A comunicação visual do livro didático deve ser vista como um aspecto positivo pois, de acordo com Lins “aumenta sua quantidade de informação e as possibilidades de leitura, aumentando o interesse e, conseqüentemente, o consumo de livros de uma maneira geral” (2004, p.47). Deve-se observar que o aspecto visual é o que mais chama atenção e causa impacto ao primeiro contato. Para as crianças é extremamente importante pois, além de auxiliar a tradução e compreensão do conteúdo, convertendo ou ilustrando visualmente conceitos abstratos, a mediação que provoca é essencial para a experiência visual e para a memória. A percepção visual também influi no desenvolvimento emocional da criança e a torna, conforme o significado de suas experiências, mais ativa, independente ou auto-confiante. É a percepção que tem do objeto, neste caso do livro, que faz com que a criança apresente reações emocionais, como por exemplo, a vontade de se relacionar com ele, ou não.

A variação das características físicas do livro didático é limitada em termos de formato, tipo de papel e aplicação de recursos gráficos, devido a várias questões, inclusive do custo. Contudo, a comunicação visual deveria apostar na criatividade, mas infelizmente não é o que se percebe geralmente. Alguns títulos são pouco estimulantes em relação ao seu aspecto gráfico. Se o visual for comparado com alguns livros de histórias, o livro didático torna-se desinteressante. Um fato a ressaltar é que, quando pequena, a criança lida com o livro como se fosse mais um brinquedo. Entretanto, com o passar do tempo, a criança percebe que o livro vai se modificando no formato, corpo de letra, números de páginas, quantidade de texto, entre outros. O aspecto lúdico, muitas vezes, vai se perdendo e, com isso, o prazer da interação criança e objeto, principalmente ao entrar para

a escola. Ele sai dos horários de lazer e passa a ser visto como uma obrigação, maçante muitas vezes. O que não necessariamente deveria ser assim.

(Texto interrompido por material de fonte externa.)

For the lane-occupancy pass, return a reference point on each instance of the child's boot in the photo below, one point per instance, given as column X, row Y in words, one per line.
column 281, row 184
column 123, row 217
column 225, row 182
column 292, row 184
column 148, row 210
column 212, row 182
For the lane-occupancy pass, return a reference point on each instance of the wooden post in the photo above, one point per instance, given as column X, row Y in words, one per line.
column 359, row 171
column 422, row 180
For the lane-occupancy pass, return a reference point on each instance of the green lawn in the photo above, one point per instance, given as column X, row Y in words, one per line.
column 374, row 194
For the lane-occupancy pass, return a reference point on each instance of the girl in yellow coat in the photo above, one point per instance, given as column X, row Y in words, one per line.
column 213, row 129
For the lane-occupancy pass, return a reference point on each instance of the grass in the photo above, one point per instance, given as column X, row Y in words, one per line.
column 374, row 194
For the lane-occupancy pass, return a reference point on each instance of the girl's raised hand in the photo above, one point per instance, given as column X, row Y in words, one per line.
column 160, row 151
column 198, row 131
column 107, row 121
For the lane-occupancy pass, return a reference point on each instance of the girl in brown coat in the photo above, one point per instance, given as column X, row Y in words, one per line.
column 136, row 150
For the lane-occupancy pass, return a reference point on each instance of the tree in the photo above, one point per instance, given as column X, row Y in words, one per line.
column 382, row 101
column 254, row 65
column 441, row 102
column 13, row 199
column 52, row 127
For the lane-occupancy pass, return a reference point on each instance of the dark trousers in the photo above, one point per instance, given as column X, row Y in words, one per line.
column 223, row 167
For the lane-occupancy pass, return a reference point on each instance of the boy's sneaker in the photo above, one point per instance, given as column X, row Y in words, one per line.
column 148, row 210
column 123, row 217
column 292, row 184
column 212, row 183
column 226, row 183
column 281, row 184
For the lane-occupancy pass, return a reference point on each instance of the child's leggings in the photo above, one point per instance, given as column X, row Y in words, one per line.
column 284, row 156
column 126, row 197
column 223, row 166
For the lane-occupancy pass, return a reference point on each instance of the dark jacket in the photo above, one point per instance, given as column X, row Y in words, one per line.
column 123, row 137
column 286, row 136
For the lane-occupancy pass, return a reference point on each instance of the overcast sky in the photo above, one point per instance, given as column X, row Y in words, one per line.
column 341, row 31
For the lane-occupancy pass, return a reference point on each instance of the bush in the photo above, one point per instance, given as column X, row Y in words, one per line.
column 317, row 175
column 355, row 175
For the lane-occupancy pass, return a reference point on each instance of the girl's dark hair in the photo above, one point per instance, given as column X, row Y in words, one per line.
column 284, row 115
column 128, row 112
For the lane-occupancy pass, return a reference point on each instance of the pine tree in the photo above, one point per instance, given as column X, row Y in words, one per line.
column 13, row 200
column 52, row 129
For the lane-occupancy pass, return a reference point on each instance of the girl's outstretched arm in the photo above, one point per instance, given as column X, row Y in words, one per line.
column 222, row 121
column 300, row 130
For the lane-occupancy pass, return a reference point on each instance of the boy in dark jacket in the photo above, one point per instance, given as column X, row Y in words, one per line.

Em relação à aprendizagem com o livro didático, pode-se pensar sobre o conceito de zona de desenvolvimento proximal e ampliá-lo, dado que seu foco são as transações sociais. Zanella (2007) esclarece que Vygotsky não deixou especificado que modos de auxílio social os professores deveriam oferecer às crianças e que constituiriam ativadores da zona de desenvolvimento proximal. O autor menciona “colaboração e orientação, bem como o fornecimento de assistência às crianças via demonstração, questões norteadoras e introdução dos elementos iniciais de solução da tarefa” (Ibid., p.112). O livro didático como um todo pode constituir-se em um ativador da zona de desenvolvimento proximal para a criança, pois termina operando como um espaço mediador, o ‘outro’ que possui mais conhecimento. Nessa relação que se constitui, entram em jogo questões afetivas, onde a comunicação visual pode influenciar, e de confiança nas informações contidas no livro. O aluno, quando usa seu livro didático em grupo, na escola ou sozinho em casa, para solucionar dúvidas ou compreender um conteúdo, está interagindo, se apropriando e internalizando significados socialmente produzidos. Deste modo, a zona de desenvolvimento proximal pode ser caracterizada também pelo “sujeito envolvido em atividade colaborativa num contexto social específico” (Ibid., p.115).

Aprofundar a questão da mediação que a comunicação visual do livro promove levanta pontos como a apresentação do conteúdo de forma criativa, organizada e interessante, o estímulo ao estudo e a compreensão do conteúdo. A criança pode adquirir assim, de maneira mais satisfatória e principalmente prazerosa, os conhecimentos escolares, facilitando a construção do conhecimento e ampliando o potencial pedagógico do livro. Pode-se referir, então, que o livro didático é um mediador pedagógico para a criança na escola. Na obra de Vygotsky a mediação é um processo que permeia seu aporte sobre desenvolvimento e aprendizagem. Não se trata de um conceito, mas de um processo que também possibilita a internalização. Retomando Martins (2005) mediar é também proporcionar acesso.